Guillermo Rosado, su compañero, asiente. Lleva un mes, pero estuvo haciendo prácticas en el Princesa Letizia (desde allí se coordina el programa). En total son cuatro (dos salen una semana y otros dos, otra). Ahora ya no hay voluntarios -nuevas normas por los riesgos de contagio-. Y también les afecta el descenso de actividad de la hostelería. Además de las donaciones que hacen Café Dromedario y Sobaos Serafina, por ejemplo, hay establecimientos que echan un cable. El Rocamar, el Sol, el Dos Calles... «También ha bajado porque ahora su producción es mínima». Aún así, en el maletero hay bocadillos, pinchos, tortilla...

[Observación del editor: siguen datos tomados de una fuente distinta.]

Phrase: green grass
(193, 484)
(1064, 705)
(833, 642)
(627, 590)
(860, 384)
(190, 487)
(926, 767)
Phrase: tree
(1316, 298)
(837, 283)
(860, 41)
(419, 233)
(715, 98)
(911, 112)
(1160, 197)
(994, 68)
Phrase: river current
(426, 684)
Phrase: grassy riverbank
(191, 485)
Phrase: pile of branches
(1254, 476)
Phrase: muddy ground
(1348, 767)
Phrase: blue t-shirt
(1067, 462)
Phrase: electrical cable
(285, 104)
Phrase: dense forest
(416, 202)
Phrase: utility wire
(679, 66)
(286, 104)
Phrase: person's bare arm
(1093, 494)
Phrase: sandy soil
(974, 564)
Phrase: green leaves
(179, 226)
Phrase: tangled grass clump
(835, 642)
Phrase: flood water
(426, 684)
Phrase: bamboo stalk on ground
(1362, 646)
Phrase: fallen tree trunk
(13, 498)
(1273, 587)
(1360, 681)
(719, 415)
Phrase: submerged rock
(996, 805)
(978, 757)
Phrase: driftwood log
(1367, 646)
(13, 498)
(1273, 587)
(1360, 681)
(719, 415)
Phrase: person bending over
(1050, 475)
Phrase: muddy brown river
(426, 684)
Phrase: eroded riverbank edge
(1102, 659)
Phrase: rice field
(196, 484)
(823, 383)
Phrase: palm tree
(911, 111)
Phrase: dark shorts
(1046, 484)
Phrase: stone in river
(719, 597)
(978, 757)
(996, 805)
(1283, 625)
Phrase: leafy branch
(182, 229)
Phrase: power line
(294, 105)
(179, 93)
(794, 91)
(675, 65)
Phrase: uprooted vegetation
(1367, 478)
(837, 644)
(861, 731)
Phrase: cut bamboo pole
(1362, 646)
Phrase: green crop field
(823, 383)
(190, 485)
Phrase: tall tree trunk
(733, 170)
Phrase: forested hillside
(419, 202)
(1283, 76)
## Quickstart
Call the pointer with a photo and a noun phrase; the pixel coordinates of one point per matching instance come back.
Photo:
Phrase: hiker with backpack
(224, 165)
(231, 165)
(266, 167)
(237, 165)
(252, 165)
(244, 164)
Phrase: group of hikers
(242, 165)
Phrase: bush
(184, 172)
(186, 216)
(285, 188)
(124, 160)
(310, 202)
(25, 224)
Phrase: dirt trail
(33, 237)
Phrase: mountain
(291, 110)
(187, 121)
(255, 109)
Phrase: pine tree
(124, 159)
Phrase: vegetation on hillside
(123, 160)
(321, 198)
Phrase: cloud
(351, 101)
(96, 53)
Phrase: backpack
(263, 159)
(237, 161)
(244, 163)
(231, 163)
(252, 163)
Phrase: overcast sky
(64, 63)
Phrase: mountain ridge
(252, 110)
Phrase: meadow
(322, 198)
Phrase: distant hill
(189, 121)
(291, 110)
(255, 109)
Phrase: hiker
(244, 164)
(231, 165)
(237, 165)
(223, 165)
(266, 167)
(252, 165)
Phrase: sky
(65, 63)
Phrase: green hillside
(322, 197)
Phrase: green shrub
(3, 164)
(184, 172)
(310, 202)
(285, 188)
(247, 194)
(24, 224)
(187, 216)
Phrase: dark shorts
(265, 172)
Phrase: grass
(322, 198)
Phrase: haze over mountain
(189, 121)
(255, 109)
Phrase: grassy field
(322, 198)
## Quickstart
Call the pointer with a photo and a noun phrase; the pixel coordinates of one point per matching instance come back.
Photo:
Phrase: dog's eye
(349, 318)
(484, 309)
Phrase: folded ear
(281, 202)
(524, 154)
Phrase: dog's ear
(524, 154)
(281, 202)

Lo cuentan entre parada y parada. Repasan casos y siempre por el nombre de pila. Fulano en el cajero, mengano en los soportales de tal iglesia... Ocupando por la noche algún espacio vacío. Con alguno quedan, por ejemplo, en los alrededores de la Cocina Económica, aunque no sepan exactamente dónde duermen (eso es lo que cambiará a partir de ahora). Se ven, les dan algo de comer, charlan y luego desaparecen entre la oscuridad.

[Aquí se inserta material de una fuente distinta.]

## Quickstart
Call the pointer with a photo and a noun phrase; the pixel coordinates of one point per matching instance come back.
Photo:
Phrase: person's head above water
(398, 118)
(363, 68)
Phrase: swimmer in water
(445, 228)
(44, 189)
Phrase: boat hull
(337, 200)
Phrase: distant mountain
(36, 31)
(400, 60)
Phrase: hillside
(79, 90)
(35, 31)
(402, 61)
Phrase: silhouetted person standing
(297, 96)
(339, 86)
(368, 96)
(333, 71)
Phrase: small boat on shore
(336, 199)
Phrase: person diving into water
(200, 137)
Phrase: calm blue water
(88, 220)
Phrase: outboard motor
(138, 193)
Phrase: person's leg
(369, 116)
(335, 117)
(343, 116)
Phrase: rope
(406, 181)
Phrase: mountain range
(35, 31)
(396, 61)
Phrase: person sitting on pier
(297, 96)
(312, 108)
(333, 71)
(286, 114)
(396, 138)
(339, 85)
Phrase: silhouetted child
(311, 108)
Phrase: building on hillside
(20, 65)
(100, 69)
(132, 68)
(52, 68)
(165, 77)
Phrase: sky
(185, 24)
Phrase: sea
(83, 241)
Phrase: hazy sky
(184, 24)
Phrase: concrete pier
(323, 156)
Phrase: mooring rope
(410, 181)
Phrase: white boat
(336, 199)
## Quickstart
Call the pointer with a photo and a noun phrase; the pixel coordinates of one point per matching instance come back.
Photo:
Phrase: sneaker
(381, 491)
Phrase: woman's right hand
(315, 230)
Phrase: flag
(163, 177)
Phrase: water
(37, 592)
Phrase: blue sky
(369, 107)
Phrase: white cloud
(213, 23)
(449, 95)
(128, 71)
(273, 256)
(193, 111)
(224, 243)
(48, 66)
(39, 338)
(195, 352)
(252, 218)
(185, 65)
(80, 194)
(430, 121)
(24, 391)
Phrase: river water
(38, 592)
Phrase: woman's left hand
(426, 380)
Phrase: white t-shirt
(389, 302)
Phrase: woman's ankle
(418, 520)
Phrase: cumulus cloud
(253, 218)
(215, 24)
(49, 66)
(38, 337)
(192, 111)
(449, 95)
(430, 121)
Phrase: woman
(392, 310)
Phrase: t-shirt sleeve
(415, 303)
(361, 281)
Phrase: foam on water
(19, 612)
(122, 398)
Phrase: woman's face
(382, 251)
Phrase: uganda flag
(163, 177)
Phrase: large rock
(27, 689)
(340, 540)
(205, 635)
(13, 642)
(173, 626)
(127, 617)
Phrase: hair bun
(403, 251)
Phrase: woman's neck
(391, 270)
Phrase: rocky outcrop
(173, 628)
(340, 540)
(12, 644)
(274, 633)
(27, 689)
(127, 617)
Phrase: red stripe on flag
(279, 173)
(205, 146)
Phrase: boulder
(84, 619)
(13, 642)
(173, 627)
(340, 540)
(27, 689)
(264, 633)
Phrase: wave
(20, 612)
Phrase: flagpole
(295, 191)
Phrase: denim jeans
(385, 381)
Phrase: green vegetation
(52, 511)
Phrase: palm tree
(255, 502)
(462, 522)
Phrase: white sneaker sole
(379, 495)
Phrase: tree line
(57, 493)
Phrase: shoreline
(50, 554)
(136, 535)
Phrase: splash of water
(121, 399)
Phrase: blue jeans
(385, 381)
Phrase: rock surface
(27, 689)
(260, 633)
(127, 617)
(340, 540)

Es lo que hacen M y su compañero. Tras la charla, se marchan. Jesús y Guillermo arrancan la furgoneta y tiran para un cajero de Isabel II. Dos personas duermen en el soportal (no en el interior) y han tapado los huecos laterales que hay entre columnas con mantas y cartones. Paredes contra el frío y contra el agua que se les mete si hay viento. Son dos conocidos, dos habituales. Uno español que ya ha salido otras veces en el periódico -pero que hoy está ya dormido- y otro búlgaro. Valeri. «Yo quiero dormir en un sitio». Se ríe con una carcajada sonora durante el rato de charla. Que si es de una ciudad a sesenta kilómetros de Sofía, que si se lleva bien con el compañero con el que comparte cajero... «Yo no soy un ladrón», dice cuando el periodista le pregunta si está teniendo problemas con el toque de queda o la Policía. Puede que no entienda todo el diálogo, pero cuando, para seguir rompiendo el hielo, alguien le cita a Stoichkov -hablar de un futbolista es un pretexto como otro cualquiera para charlar-, él saca a relucir a Lubo Penev (otro búlgaro). «Los dos son del 66, como yo -y es verdad que es la fecha-, pero Stoichkov tiene mucho más dinero», bromea antes de despedirse.
Otra vez la furgoneta, otra parada... Un chaval menudo. Aparece entre unos soportales y lleva una mochila. Con pinta de muy joven, del norte de África. Viene ya con prisa porque son casi las doce y tiene que volver al lugar donde duerme con otros compañeros. «Son -explica Jesús- un grupo. Muy jóvenes. Con nosotros son muy educados y se portan correctamente. Lo que les decimos es que no se metan en problemas. Intentamos llevarles por el buen camino». El chaval llena la bolsa, se pone la capucha (jarrea en ese momento) y desaparece calle abajo. Ya son las doce menos cinco. Desde esta noche tendrán que adelantar la hora.